Digital calipers for segmented turning...

Discussion in 'Jigs and Tools Forum' started by Brett Niland, Feb 23, 2018.

  1. Brett Niland

    Brett Niland PRO Member

    Hello all,

    I'm using a wedgie sled and "wedgies" to measure the cut angle for the sled. I'm quickly coming to the point that I need a more flexible solution for finding the angles on the sled reliably and repeatably.

    I see that a few of you are using digital protractors to set the angles for your sleds.

    Can I get you guys to chime in on pro's, con's and suggestions for make and model?


  2. mfisher

    mfisher Super Moderator Staff Member

    Some are using digital protractors in our club's shop to set angles. A couple of things they recommend is finding the longest ruler you can afford. One guy has an iGaging which he purchased from Amazon. He likes it. It has a 10" ruler.
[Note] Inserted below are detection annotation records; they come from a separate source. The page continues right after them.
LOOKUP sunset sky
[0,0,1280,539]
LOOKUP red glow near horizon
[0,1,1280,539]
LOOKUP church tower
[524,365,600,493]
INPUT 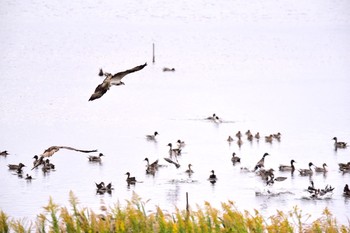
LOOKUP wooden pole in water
[186,192,189,213]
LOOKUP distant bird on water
[278,159,295,172]
[88,153,104,162]
[146,131,159,141]
[7,163,26,170]
[89,63,147,101]
[333,137,348,149]
[0,150,9,157]
[254,153,269,171]
[208,170,217,184]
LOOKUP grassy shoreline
[0,192,350,233]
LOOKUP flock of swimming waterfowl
[0,112,350,198]
[0,63,350,208]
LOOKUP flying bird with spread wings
[89,63,147,101]
[41,146,97,157]
[32,146,97,170]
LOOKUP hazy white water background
[0,0,350,226]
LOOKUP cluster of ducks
[0,112,350,198]
[227,130,282,147]
[307,180,336,199]
[231,136,350,199]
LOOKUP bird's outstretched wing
[111,62,147,85]
[41,146,97,157]
[89,78,110,101]
[89,63,147,101]
[59,146,97,153]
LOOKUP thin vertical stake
[186,192,189,213]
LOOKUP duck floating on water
[333,137,348,149]
[208,170,217,184]
[146,131,159,141]
[95,181,113,194]
[163,67,175,72]
[144,158,158,174]
[314,163,328,172]
[343,184,350,197]
[89,63,147,101]
[0,150,9,157]
[7,163,26,170]
[125,172,136,185]
[231,152,241,164]
[278,159,295,172]
[254,153,269,171]
[299,162,315,176]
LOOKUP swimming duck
[163,67,175,72]
[0,150,9,157]
[307,180,316,193]
[89,63,147,101]
[299,162,315,176]
[272,132,281,141]
[16,167,23,175]
[265,134,273,143]
[254,132,260,140]
[32,155,45,170]
[88,153,104,162]
[245,129,252,136]
[164,158,180,168]
[95,181,113,194]
[41,146,97,157]
[237,138,243,148]
[338,162,350,171]
[247,134,254,142]
[314,163,327,172]
[95,181,105,189]
[144,158,158,174]
[254,153,269,171]
[176,139,186,149]
[206,113,217,120]
[226,135,233,142]
[208,170,217,184]
[206,113,221,123]
[168,143,181,156]
[266,176,287,185]
[278,159,295,171]
[125,172,136,184]
[25,174,33,180]
[146,131,159,141]
[185,164,194,174]
[231,152,241,164]
[256,168,275,180]
[343,184,350,197]
[42,159,55,173]
[7,163,26,170]
[333,137,348,149]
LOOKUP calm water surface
[0,0,350,224]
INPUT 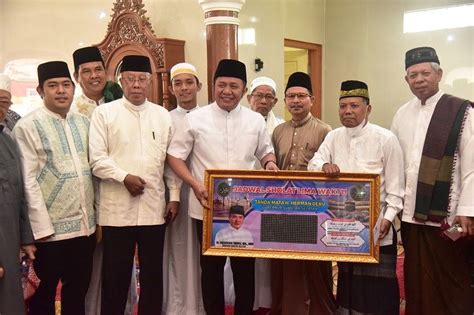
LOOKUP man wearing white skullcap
[247,77,285,135]
[163,62,204,314]
[0,74,21,135]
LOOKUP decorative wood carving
[96,0,185,109]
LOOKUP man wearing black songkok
[392,47,474,314]
[71,46,123,119]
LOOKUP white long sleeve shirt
[89,98,179,226]
[13,107,96,241]
[168,102,273,220]
[308,123,405,246]
[392,91,474,226]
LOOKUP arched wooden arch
[95,0,185,109]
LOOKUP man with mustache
[308,80,405,315]
[168,59,277,315]
[163,62,204,314]
[392,47,474,314]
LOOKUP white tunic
[71,94,105,119]
[168,102,273,220]
[13,107,96,242]
[308,123,405,246]
[163,105,205,315]
[89,98,179,226]
[392,91,474,226]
    Another member found one at Harbor Freight that he likes.
  3. Brett Niland

    Brett Niland PRO Member

    Thanks for the quick response.

    In looking at these types of devices before I posted the question, I wondered at the accuracy. Several of them list .2 degree accuracy, so especially for closed rings with a good number of segments, that sounded a bit coarse. For instance, for a 32 segment ring with a .2 degree variance, that's 1.6 degrees off total. Since realistically that's distributed (albeit potentially unevenly) maybe it's OK. I'm too new to this to really know. I bet I get a different answer from everyone on the question of, "how accurate do I have to be". :)


  4. Frank Smith

    Frank Smith Member

    I have the one from Amazon and like it very much. I haven't had the need (yet) to setup my wedgie sled with it but I use it for all kinds of other stuff. Great tool to have in the shop.
  5. Bob Beaupre

    Bob Beaupre Administrator Staff Member

    Don't use a digital protractor. I draw up my wedgies in a AutoCad clone (draftsight) then I print them out and then cut them out and use the paper wedgie. I have done this up to a 96 segment ring.
  6. Brett Niland

    Brett Niland PRO Member

    Between your response and Lloyds post here (Title: Wedgie calculation) I think I'll just make custom wedgies when I need them. Using either of these methods seem likely to render much better accuracy and certainly better repeat-ability.

    Thanks Bob!

  7. peter white

    peter white PRO Member

    A mate of mine printed all the angles to the shape of a segment at the angles I need.He printed them on a 3d printer.
    I place them between fences of sled and don't have to test anymore.
  8. Halling51

    Halling51 Member

    I would lke to know who can make wedgie 3D?
  9. Lloyd Johnson

    Lloyd Johnson Administrator Staff Member

    Did you get a chance to read this post? Title: Wedgie calculation
    It is a good way to tell you how to make a wedge using Woodturner PRO and then test to see if it is the absolute correct angle. In my reply on that thread, I point out how to get three measurements that will tell you if the angle is correct. The angles are the width of the board from which the wedge was cut, the long S.E.L (segment edge length) and the short S.E.L. When your digital caliper says that all three of these angles are correct, the wedge will create perfect rings. It usually only takes me a couple tries to get it correct.
    I cut my wedges from 1/2" birch plywood. Once you know the board width, cut a piece of the birch plywood so that it is exactly that width. Then use the most accurate sled you've got to set the angle as if you were going to cut really big segments. Make sure that the segment you cut has the long S.E.L that is the exact measurement and then check to see if the short S.E.L. length is correct. If it is, the angle of the wedge is perfect. If the length isn't correct, make a slight adjustment to the angle and cut a new wedge and repeat the check.
  10. Brett Niland

    Brett Niland PRO Member

    Thanks Lloyd, Yes indeed. This is a great process. I may practice the angles on scrap and then cut using UHMW Polyethylene. Other than the materials, I will use your approach exactly!